Aksine çok sakindim.
Hatta o gece uyudum bile.

Bunu çok sonra şöyle açıkladım kendime.
Çünkü ben iyi olacaktım.

***
Sabah bir adam geldi.
O adamı tanıyordum.
Hastaları ameliyata götürüp getiriyordu.

Sedye yüksekti.
Kendim çıkamadım.
Galiba birileri bana yardım etti.

Anneannemden öğrendiğim ve her gece uyumadan önce okuduğum duaları düşündüm.

Sadece düşündüm.
Okuyamadım.

Sonra bir karar aldım.
Ameliyathaneye güler yüzle, neş'eyle girecektim.
Bu bir oyundu ve ben bu oyunu oynayacaktım.

***
Anestezi Uzmanı Dr. Necati Karaoğlu'na, "kalbim size emanet" dedim.

"Yalnız kalbiniz mi ?" dedi.
"Diğerleri hangisi" diye sormadım.
Ne kadar az bilirsem o kadar iyi olur diye düşündüm.

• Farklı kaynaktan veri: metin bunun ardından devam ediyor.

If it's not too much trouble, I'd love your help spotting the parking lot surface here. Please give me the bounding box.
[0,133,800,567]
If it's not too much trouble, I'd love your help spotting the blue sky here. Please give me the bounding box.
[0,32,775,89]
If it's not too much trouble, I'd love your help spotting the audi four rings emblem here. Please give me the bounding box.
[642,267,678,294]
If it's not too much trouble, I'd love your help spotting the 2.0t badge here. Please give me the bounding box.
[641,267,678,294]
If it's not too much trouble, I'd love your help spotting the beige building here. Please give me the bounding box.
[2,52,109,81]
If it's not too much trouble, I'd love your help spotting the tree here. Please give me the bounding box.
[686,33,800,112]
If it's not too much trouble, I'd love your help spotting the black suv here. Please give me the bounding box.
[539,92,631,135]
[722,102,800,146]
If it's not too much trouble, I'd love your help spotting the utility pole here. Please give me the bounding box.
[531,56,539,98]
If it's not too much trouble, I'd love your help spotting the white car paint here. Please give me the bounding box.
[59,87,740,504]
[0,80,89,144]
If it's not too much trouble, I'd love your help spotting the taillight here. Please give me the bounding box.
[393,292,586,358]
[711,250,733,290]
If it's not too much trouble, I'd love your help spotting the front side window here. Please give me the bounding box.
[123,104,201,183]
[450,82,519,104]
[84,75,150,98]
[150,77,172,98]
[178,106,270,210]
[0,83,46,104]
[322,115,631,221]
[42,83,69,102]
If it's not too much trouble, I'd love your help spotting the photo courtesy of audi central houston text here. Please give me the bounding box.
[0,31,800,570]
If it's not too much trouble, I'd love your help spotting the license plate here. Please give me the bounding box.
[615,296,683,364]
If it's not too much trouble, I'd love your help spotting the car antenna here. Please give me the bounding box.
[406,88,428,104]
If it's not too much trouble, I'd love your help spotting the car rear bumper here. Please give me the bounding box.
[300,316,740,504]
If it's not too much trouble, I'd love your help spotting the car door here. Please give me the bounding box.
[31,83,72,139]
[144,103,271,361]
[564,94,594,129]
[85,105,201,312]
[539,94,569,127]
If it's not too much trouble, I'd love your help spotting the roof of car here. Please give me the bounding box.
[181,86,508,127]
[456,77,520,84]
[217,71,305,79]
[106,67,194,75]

En yakınımdaki genç doktora,
"bitirmem gereken bir işim var" dedim.

Yani o işi bitirmeden ölmek istemiyorum demek istedim.

"Nedir?" dedi.
"Anılarımı yazdım, düzeltmeleri yapıyorum" dedim.

***
Ortopedi Uzmanı'nı bekliyordum.
Bacağımı da ona emanet edecektim.
Ve, "dikişlerim estetik olsun" diyecektim.
Ama bunu söyleme fırsatım olmadı.

Zannediyordum ki ameliyat ekibi geldikten sonra bayılacaktım.
Halbuki ben bayıldıktan sonra ameliyat ekibi gelecekti.

Zaten söylememe de gerek yokmuş.
Öylesine güzel dikilmişti ki...

Ancak sevgili terzim Halit Kulaçoğlu bu kadar güzel dikebilirdi.

***
1983 yılında ağrılarım artmıştı.

Gümüşsuyu Askeri Hastanesi'ne gitmiştim. Op. Dr. Bülent Eralp, beni muayene etmiş ve "siz hiç düştünüz mü ?" demişti. "Hayır" demiştim. 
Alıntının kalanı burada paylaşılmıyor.